Let me know if you'd like me to submit a patch for this. I think it's as simple as just adding those 2 lines I wrote above to the remote auth middleware.

[arthanson]

@llamafilm I can assign to you if you want to work on a PR for this?

[llamafilm]

Yes please assign to me

[jnovinger]

Hey @llamafilm , I was assigned to review the PR for this and have been looking at the reported issue. I've come to the conclusion that I don't think it is a valid issue.
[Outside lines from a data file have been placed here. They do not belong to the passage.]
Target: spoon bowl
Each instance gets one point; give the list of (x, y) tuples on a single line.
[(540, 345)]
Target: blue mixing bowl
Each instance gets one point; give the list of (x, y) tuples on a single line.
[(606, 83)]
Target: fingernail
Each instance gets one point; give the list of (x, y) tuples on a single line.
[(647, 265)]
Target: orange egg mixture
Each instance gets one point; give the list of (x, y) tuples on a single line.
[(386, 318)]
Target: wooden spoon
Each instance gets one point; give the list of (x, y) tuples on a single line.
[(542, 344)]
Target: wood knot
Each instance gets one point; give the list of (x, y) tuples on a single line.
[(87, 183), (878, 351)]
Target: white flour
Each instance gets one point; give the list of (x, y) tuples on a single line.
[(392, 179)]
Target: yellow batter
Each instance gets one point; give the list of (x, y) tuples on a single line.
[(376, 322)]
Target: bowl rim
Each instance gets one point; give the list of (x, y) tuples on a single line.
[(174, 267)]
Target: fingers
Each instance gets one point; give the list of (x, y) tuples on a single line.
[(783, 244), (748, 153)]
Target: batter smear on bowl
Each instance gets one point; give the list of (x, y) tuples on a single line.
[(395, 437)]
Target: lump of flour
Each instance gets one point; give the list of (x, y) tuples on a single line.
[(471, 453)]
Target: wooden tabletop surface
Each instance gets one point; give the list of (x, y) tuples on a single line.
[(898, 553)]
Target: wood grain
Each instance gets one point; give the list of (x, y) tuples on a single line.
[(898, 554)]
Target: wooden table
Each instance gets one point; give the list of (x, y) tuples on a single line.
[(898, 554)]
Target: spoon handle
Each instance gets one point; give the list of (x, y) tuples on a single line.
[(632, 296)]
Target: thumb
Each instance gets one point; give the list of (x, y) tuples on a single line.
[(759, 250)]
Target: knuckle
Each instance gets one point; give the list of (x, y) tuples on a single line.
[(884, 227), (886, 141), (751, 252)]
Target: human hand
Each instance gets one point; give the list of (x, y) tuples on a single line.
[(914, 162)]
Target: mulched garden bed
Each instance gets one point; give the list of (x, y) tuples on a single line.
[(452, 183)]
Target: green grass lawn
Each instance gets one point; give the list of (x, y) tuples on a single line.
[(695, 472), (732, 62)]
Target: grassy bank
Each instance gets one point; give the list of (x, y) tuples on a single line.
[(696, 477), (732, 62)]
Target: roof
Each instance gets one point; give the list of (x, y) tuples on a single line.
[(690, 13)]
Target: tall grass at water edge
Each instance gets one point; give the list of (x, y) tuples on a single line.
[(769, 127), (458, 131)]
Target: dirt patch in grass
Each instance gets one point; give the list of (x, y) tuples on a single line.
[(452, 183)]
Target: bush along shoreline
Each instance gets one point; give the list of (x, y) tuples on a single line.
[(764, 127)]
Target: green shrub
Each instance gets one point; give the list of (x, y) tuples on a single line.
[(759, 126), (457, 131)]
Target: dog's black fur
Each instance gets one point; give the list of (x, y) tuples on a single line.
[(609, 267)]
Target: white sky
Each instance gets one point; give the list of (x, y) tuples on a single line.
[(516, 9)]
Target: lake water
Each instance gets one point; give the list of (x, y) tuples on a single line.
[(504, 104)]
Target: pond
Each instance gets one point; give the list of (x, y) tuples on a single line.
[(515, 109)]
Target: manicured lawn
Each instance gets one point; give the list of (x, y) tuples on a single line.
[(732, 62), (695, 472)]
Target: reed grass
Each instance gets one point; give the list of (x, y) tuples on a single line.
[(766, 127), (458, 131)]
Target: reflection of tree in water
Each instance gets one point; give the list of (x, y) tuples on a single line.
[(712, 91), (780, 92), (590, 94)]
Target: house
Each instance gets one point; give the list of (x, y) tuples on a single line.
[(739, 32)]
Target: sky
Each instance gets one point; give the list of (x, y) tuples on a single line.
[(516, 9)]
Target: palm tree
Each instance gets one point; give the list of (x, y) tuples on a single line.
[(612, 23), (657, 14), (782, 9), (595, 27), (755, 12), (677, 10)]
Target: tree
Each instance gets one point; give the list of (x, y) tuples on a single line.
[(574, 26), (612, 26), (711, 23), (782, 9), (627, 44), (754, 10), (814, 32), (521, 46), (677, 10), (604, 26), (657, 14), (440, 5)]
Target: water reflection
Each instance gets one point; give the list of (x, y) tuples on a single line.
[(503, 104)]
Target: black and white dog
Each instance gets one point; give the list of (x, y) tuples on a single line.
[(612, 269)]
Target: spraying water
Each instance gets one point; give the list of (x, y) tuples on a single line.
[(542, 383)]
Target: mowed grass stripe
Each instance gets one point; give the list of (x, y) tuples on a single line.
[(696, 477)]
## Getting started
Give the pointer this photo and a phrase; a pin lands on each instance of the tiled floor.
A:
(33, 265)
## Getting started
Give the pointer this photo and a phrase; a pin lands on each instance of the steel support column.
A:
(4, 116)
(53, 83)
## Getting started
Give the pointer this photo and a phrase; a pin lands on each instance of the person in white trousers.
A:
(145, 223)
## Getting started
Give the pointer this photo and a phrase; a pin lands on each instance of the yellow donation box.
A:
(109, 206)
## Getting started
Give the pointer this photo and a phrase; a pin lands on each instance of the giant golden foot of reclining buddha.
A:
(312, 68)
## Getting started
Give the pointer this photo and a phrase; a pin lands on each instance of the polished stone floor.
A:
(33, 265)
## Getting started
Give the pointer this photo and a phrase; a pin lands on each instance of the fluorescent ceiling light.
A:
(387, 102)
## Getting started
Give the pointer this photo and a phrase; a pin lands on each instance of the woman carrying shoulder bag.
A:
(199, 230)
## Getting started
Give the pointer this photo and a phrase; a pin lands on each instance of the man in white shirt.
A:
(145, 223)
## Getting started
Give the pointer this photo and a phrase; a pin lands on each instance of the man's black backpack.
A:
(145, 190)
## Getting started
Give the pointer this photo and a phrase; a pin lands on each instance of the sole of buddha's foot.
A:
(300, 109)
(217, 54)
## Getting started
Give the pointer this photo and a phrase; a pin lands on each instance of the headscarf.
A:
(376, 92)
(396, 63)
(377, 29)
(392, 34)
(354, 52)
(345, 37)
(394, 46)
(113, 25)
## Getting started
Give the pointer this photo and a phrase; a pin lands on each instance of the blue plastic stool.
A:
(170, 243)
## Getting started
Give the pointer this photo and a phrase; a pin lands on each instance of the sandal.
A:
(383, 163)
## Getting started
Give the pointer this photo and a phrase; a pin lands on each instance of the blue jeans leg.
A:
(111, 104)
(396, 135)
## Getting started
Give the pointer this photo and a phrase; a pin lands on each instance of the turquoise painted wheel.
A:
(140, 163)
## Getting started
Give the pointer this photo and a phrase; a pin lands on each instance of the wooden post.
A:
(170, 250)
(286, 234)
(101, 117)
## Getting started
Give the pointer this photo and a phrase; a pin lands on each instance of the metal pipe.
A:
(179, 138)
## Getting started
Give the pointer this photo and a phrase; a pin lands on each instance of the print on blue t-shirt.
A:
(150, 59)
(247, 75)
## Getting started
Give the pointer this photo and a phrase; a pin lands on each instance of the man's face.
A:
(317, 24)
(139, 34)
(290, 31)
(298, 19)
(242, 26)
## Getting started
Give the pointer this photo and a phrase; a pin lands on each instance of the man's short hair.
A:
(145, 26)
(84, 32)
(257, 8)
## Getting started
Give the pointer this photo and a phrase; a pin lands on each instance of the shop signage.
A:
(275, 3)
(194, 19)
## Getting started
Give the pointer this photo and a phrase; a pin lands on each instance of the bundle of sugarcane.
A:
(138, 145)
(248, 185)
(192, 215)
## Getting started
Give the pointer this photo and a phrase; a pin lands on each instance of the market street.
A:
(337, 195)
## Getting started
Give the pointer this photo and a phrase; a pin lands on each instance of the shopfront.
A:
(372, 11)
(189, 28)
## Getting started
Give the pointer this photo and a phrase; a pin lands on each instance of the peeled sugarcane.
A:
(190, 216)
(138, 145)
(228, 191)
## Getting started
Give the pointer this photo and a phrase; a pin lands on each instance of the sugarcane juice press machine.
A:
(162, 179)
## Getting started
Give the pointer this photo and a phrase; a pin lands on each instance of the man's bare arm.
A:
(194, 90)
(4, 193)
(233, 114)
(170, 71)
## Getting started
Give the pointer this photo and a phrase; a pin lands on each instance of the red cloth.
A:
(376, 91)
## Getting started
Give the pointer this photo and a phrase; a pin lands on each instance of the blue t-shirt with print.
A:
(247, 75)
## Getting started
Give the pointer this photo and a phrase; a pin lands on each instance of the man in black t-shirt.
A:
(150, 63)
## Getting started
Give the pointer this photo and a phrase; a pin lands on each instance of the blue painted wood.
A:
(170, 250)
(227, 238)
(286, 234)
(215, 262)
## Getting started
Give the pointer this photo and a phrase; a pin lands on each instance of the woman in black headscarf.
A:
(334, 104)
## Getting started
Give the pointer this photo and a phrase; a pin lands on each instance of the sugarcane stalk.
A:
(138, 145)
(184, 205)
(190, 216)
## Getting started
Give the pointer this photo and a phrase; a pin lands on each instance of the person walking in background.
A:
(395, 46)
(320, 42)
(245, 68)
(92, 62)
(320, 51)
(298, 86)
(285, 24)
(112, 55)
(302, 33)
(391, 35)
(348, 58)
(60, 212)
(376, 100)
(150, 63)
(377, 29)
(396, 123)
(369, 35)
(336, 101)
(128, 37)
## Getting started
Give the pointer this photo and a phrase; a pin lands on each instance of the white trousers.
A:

For the REST API, NetBox supports 2 kinds of authentication:

• token-based (using Netbox's custom netbox.api.authentication.TokenAuthentication)
• cookie-based (using DRF's rest_framework.authentication.SessionAuthentication).

Note that Remote User Auth is not listed as a supported mechanism.

I've gathered from your curl example that this is not attempting to use token-based authentication, so if we expect Remote User Auth (as described above) to work for the example then we must assume that it's meant to use cookie-based authentication. In this case, the DRF docs indicate that session authentication (e.g. cookie-based) needs to include a valid CSRF token for any "unsafe" HTTP method call.

Arthur did point out that you might be trying to use NetBox's ability to read-only from the REST API via the EXEMPT_VIEW_PERMISSIONS setting. However, your curl example includes a -d '{"name": "site1", "slug": "site1"}' payload which implies an unsafe POST operation and must include a valid CSRF token as noted above.

I think the take away here is that your example curl request needs to be using an API token to make the specified POST call.

Please let me know if I've misunderstood the situation.